I am afraid to say that, while the Howard government seemingly has a policy intent, the fact is that this legislation may very well not be able to deliver that policy intent. On the one hand, the government is championing private health insurance as being about choice but, sadly for consumers, this bill will limit choice and, in our view, increase out-of-pocket costs. The government is involving itself in an endless series of contradictions on health policy: it wants more people to take out health insurance but not to use it, it promises more choice and then joins with the private health insurers to limit that potential choice, it talks about the need to address the issues of healthy ageing but wants older Australians to pay more for their cataract surgery or their hip replacements, and it wants the savings from reining in private health insurance costs but does nothing to ensure that these are handed on either to consumers or to the budget through the 30 per cent rebate.

Labor recommended that this bill go to the Senate Community Affairs Legislation Committee to allow for public discussion on the implications of the bill. The report of that committee confirmed Labor’s fears with regard to choice for consumers. While there appear to be some steps in place to establish guidelines, codes of conduct and standard forms for doctors to assist with the provision of appropriate information to patients, Labor is not convinced that these processes are sufficiently established or tested. Given the level of hope that was expressed in that report and that will be expressed in this chamber, and given the level of uncertainty associated with the implementation and the medium-term effect of the bill, Labor moved a second reading amendment which called for a review of the bill after 1 July 2007. This is consistent with the view of a number of submissions to the Senate committee and underlines the department’s statements during the hearing which noted that the government has given a commitment to commence a review two years after full implementation of the new arrangements.

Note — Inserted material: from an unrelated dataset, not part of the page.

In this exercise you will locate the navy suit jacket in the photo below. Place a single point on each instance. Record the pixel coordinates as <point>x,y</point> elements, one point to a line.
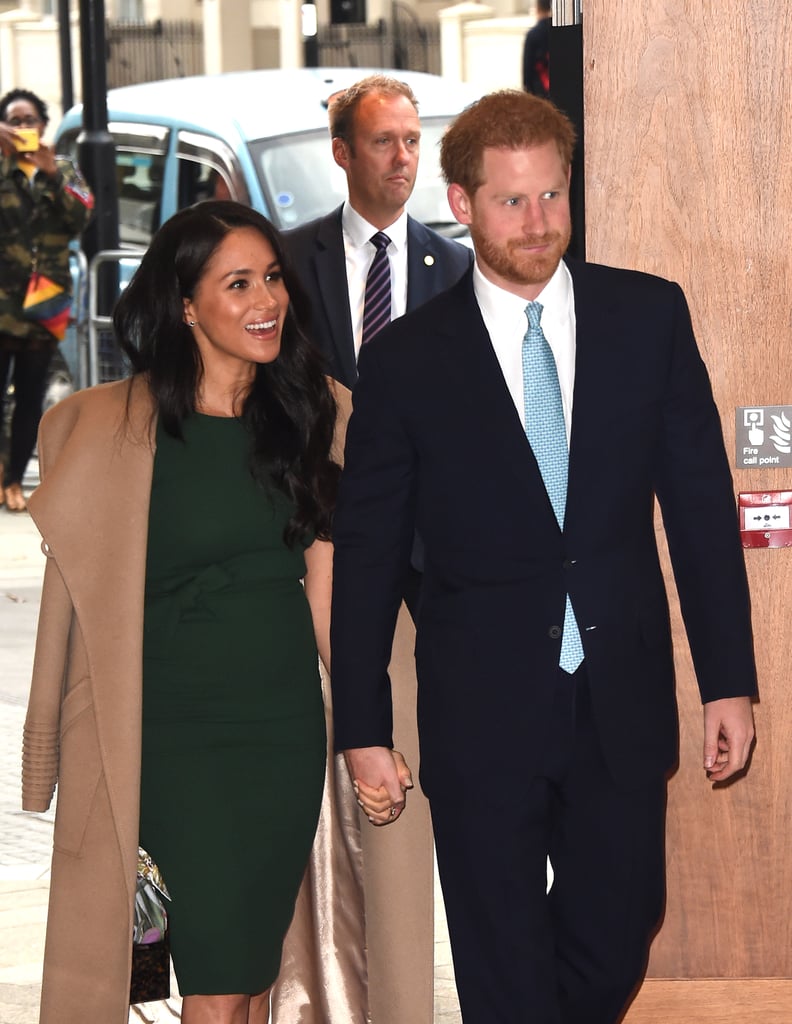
<point>434,442</point>
<point>316,249</point>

Labor’s amendment also called for the review to report in a timely manner, by 1 October 2007, for this review to be tabled by the minister and for the conduct of the review to not be unduly influenced by the private health insurance sector and to have strong representation from consumers. This amendment ensures that the issues associated with this bill that remain outstanding do remain on the table and that the appropriate checks and balances and evaluations are in place. In other words, we can be sure that we are enacting good health policy for the benefit of all Australians.